Wednesday, November 15, 2006
"Global Community Day"
I decided to plug my company's "Global Community Day" with the title of this blog entry, but really what I want to talk about is volunteer work in general. At Citigroup, I am lucky to work at a huge company, the fourth biggest in the world last time I checked, which is able to use its resources to include employee programs and perks that smaller companies may not have. Specifically, we have an official volunteer program, which the company is focusing on for one day this year and proclaiming the first annual Global Community Day (GCD). Obviously, the trailblazers of this initiative are not Michigan or Ohio State grads, or college football fans at all, because GCD is slated for Saturday November 18, 2006. Oh well, I found a volunteer opportunity that starts in the morning and ends at noon, so no worries here. I will be ready for game time at the 40/40 club with at least an hour or two of psychological and consumptional preparation. I am sure "consumptional" is not a word, but I needed an adjective that refers to consumption. Anyway, I sort of can't wait to see how much Jay Z charges for a burger and fries. Will "Hova," himself, be on hand for what ESPN has coined, "Judgment Day?"
Anyway, I regress. We are fortunate enough to have a full-time staff here dedicated to community relations. Our volunteering website offers volunteer opportunities throughout the world that the community relations staff seeks out so that employees can find various ways to get involved in the community. You are asked to create a profile where you stipulate your interests and your geography so that matches can be made between incoming volunteer projects and your volunteer profile. You can sign up straight through the website or other participation requirements are stated in the activity description. For GCD, I am working on the project, "Citigroup Cares for Dogs and Cats at NYC Animal Care & Control" at the Manhattan Animal Care Center located in Spanish Harlem.
Animal Care & Control of New York City [AC&C] is the only animal care organization in New York City that never turns away animals. Since 1995 the AC&C has been the organization responsible for New York City's municipal shelter system, rescuing, caring for, and finding loving homes for homeless and abandoned animals in New York City. AC&C facilities operate in all five boroughs, and maintain 15 vans to pick up lost and abandoned animals throughout the city. In 2003, over 50,000 animals passed through the doors of AC&C facilities.
Volunteering at U of M is second nature to most of us. So many opportunities exist, and so many students are leading student groups and clubs that take on a social, cultural, or other community issues. All you have to do is go to Festifall or the winter semester version of Festifall (what is it called?), and hundreds of clubs will offer and welcome your participation in a wide range of volunteer possibilities. Outside of the university community, it is more difficult to get involved in community service as we are forced to seek out volunteer projects on our own, and for many of us, our free time is reduced to weekday nights and weekends only. That is why having a volunteer program at work is so crucial to getting working professionals involved in the community. I applaud the efforts of companies who are able to provide this valuable resource to their employees.

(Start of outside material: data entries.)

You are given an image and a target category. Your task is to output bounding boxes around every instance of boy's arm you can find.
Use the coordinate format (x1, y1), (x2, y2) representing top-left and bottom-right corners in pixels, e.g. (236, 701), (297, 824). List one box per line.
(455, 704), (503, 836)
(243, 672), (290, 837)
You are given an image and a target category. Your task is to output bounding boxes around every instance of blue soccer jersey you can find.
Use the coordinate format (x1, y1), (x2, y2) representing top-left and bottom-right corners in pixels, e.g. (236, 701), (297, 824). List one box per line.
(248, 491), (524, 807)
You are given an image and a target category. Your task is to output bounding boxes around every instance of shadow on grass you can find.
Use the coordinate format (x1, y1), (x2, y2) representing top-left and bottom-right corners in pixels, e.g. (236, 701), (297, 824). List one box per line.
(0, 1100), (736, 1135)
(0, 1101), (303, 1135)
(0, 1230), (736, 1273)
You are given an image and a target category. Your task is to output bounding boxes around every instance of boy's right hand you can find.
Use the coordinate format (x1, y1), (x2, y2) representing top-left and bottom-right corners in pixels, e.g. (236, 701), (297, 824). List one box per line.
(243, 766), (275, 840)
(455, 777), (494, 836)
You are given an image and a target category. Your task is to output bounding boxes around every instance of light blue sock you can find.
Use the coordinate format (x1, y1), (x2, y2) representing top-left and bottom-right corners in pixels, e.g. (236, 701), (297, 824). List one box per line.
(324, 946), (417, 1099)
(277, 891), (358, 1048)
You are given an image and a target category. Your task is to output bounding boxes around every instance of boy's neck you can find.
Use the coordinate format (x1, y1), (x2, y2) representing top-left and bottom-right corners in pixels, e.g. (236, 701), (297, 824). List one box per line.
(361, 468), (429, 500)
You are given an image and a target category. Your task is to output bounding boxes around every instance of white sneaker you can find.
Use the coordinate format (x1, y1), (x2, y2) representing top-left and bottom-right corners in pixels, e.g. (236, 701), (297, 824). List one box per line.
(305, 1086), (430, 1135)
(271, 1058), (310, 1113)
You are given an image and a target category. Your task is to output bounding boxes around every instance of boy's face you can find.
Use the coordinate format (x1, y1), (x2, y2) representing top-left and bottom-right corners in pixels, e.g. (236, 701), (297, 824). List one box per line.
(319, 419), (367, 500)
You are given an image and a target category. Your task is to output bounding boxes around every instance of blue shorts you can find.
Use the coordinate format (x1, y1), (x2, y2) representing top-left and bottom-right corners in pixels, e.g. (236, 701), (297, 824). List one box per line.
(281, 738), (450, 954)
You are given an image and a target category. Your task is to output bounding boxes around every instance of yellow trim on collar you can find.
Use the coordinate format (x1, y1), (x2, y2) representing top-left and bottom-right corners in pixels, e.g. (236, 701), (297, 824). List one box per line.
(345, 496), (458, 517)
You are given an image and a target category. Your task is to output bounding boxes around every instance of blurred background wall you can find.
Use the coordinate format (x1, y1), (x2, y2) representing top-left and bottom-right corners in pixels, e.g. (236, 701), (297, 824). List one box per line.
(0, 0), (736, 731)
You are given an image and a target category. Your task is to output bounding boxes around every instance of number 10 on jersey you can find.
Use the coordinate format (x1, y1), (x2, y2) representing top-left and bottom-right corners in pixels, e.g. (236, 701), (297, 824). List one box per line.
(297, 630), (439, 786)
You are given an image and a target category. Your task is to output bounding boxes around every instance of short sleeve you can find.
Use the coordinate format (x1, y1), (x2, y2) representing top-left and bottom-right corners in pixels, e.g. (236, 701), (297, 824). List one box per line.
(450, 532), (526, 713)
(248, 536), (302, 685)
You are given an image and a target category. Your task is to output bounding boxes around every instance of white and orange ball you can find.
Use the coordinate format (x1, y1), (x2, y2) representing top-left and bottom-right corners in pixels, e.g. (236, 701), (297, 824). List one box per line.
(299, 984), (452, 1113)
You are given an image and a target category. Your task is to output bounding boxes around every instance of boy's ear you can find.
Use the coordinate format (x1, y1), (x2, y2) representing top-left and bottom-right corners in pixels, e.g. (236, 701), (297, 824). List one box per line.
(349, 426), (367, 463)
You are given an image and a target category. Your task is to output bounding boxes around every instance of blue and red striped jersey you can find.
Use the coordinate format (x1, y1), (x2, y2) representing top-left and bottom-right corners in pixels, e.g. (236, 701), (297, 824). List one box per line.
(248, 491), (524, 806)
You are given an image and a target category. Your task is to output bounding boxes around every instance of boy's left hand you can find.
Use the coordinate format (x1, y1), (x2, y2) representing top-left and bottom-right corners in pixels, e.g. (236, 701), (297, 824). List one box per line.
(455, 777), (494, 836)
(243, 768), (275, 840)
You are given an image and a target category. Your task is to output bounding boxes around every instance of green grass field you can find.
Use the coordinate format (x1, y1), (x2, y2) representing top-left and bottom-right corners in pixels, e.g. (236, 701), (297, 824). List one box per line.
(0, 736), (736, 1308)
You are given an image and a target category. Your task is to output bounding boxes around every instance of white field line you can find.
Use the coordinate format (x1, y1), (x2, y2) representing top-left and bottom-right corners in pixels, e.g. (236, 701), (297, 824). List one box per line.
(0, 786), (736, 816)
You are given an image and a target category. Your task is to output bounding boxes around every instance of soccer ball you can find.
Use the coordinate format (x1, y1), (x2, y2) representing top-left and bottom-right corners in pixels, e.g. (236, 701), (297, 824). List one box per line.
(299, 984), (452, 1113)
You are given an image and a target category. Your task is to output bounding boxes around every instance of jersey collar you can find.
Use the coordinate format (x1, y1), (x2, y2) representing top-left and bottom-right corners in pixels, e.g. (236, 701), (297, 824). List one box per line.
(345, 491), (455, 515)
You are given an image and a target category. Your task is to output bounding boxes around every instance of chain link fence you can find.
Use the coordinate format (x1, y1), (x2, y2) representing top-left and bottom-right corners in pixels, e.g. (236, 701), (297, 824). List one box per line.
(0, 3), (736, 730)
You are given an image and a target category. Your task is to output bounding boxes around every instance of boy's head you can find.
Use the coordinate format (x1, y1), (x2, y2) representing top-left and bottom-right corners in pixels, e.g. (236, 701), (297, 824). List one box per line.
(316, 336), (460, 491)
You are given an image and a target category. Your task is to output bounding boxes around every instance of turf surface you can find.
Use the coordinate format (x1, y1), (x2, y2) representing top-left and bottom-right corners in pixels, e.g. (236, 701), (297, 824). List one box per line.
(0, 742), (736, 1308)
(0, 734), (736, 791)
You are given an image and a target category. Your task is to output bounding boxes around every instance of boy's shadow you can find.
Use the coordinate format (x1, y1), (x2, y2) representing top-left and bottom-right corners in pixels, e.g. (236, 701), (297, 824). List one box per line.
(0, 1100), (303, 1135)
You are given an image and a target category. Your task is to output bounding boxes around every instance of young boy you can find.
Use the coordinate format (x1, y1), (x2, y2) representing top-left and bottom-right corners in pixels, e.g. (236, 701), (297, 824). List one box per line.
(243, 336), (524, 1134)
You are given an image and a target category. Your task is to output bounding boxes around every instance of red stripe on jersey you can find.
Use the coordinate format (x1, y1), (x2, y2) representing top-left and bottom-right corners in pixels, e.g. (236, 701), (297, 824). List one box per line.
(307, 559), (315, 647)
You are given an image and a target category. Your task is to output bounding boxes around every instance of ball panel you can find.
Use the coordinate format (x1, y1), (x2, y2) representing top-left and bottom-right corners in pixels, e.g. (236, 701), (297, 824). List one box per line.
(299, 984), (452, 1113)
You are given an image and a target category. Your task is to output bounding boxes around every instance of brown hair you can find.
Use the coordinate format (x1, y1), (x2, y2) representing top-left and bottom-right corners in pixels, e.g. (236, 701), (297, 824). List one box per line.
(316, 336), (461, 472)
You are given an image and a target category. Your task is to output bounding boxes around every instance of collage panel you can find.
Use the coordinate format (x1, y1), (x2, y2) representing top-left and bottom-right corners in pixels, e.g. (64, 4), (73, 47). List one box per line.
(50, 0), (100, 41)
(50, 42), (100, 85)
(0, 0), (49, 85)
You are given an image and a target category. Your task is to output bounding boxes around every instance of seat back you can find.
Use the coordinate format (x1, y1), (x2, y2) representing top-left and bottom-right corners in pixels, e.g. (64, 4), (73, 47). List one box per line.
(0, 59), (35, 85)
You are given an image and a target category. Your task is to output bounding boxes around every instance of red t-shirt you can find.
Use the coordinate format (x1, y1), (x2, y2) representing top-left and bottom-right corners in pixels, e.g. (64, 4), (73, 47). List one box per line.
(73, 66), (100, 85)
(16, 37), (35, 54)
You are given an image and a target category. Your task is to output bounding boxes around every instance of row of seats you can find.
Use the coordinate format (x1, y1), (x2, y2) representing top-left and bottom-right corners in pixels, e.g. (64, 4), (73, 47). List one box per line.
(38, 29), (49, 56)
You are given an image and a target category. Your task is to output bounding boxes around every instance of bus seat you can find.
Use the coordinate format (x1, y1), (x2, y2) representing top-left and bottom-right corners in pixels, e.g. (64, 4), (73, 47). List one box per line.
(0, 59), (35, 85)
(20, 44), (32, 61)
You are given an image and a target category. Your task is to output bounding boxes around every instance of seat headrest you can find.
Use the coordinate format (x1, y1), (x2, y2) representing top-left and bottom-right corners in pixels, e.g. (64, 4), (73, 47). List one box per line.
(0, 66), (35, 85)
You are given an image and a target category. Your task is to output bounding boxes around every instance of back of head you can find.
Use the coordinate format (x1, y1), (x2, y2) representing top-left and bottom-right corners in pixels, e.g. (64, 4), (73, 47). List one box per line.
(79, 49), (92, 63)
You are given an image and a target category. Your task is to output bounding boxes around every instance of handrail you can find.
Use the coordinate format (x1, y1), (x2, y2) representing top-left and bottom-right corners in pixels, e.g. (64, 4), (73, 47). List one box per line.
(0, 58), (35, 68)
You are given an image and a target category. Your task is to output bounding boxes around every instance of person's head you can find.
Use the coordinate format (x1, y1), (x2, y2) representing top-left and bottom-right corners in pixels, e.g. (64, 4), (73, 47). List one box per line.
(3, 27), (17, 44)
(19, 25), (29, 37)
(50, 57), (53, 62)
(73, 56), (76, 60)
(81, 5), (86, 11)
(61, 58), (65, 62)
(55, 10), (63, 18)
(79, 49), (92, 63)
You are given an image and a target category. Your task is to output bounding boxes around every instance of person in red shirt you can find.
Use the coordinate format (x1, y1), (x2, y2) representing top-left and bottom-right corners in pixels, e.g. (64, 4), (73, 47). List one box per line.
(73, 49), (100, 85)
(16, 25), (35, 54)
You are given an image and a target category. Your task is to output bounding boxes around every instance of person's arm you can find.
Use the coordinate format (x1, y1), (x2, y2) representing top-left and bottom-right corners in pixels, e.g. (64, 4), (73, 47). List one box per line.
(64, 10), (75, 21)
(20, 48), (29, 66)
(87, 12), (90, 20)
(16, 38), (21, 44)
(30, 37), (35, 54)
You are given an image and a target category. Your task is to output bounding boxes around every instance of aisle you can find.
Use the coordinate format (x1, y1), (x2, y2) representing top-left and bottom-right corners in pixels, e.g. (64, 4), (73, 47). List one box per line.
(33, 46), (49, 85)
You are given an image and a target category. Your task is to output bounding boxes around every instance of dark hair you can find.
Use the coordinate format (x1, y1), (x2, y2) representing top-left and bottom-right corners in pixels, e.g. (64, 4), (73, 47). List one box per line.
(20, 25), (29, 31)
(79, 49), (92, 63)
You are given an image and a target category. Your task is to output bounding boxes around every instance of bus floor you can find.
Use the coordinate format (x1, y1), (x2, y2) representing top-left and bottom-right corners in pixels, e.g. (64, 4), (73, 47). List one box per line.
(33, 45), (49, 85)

Keep your hunger for philanthropic and volunteer work alive during and after your Michigan years. The most common story I hear from other recent college grads is that they no longer know how to get involved in community programs after leaving their universities. It is harder, as I have said already, but you just have to put forth greater effort, and I guarantee you that volunteering after college will continue to be a worthwhile and rewarding experience that can help yourself as much or more than you help others. After all, if you have ever volunteered before, you already know, you get more when you give more.
M Go Blue. Beat Ohio Staaaaaaaaaaaaaaaaaaaaaate.